Mais l’abbé m’a promis des ruines.

Les ruines y sont, les lièvres aussi. L’abbé tue un lièvre d’abord, réservant, j’imagine, le meurtre du second pour égayer notre retour : et puis, nous visitons les ruines.

Elles consistent en une petite chapelle romane couverte d’un toit dallé sur lequel ont librement poussé les herbes et les ronces ; plus un amas de plâtras au bout d’un carré clos de murs, où furent le logis et le cimetière des ermites ; et, par devant, à l’alignement du chemin, une fontaine armoriée que quelques ornements, visibles encore sous la mousse, datent des commencements de la Renaissance.

Tout cela, sans doute, a du caractère, mais sans intérêt bien spécial pour moi.

Cependant, sur le mur de la chapelle qui regarde à l’Est, dans un angle, l’abbé me fait remarquer un cadran solaire en crépi, notablement désagrégé par la pluie et le vent de mer. Un cartouche le surmonte, avec quelques lettres en noir, restes d’une inscription. L’abbé, quoiqu’il se souvienne avoir vu l’inscription presque entière, ne peut pas m’en dire le sens. C’était, paraît-il, un distique, obscur dans son latin barbare comme une centurie de Nostradamus, et qui parlait d’ombre et de trésor.

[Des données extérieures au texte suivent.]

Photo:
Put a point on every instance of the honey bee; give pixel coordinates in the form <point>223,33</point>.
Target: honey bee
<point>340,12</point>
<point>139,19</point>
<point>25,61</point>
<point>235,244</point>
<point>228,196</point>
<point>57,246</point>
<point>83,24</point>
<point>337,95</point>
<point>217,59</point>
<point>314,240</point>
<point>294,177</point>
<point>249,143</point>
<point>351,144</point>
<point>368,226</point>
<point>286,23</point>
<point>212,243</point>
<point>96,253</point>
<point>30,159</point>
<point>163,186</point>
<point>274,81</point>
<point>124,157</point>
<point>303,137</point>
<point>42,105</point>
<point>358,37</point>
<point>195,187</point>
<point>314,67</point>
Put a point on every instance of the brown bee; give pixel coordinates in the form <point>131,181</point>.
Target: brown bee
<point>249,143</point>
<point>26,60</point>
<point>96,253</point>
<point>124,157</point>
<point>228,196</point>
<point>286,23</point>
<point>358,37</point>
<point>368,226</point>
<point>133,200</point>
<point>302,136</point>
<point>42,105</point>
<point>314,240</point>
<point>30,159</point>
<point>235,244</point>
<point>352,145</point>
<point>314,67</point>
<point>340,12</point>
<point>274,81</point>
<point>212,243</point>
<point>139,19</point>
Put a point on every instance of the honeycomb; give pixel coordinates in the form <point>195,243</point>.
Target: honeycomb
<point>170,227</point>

— « Ce cadran et cette inscription, continue l’abbé, heureux de l’attention que je prête à ses paroles, furent tracés vers le milieu du xviiie siècle par un membre de la famille Gazan, médecin, disciple du fameux Mesmer, et qui a laissé le souvenir d’un original quelque peu fou, moitié philosophe, moitié cabaliste. L’inscription eut toujours le don d’exciter la curiosité des gens.

« On s’imaginait, et l’on s’imagine encore, qu’elle indique l’endroit où, dans les temps anciens, d’immenses richesses furent enfouies.

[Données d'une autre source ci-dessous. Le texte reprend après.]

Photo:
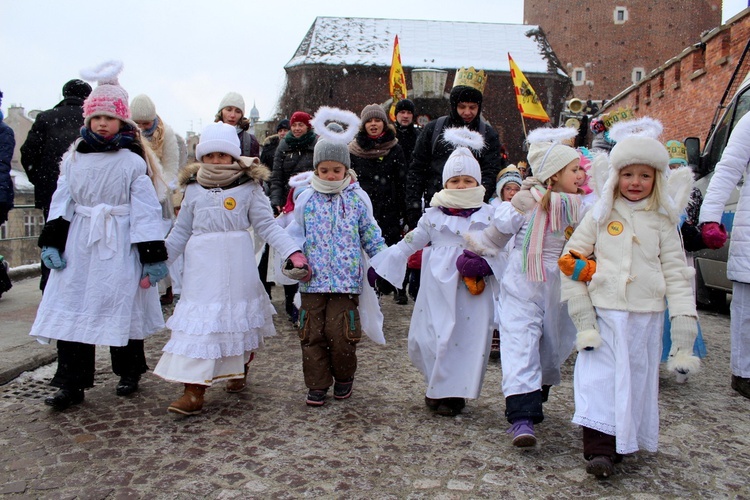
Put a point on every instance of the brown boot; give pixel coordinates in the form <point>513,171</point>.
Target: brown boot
<point>238,384</point>
<point>191,402</point>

« Et, détail qui n’a pas peu contribué à fortifier cette opinion, la fontaine que vous voyez là s’appelle Fontaine de la Chèvre d’Or. »

Je fis un soubresaut.

— « Eh ! quoi, l’abbé, vous connaissiez cette fontaine de la Chèvre d’Or, et ne m’en avez jamais rien dit ?… Le nom ne lui est pourtant pas venu tout seul, il doit se rapporter à quelque légende significative.

— En effet, il y a dans le pays, vous ne l’ignorez pas sans doute ? une légende de Chèvre fée donnant puissance et bonheur à qui sait l’atteindre, s’emparer d’elle, et ne laissant au cœur de ceux qui l’ont seulement entrevue, qu’amertume et insatiables désirs.

« Telle est, du moins, la version des humbles d’esprit et des poètes, celle que l’on raconte à la veillée quand les femmes trient les amandes, ou au moulin d’huile quand les hommes pressent le grignon.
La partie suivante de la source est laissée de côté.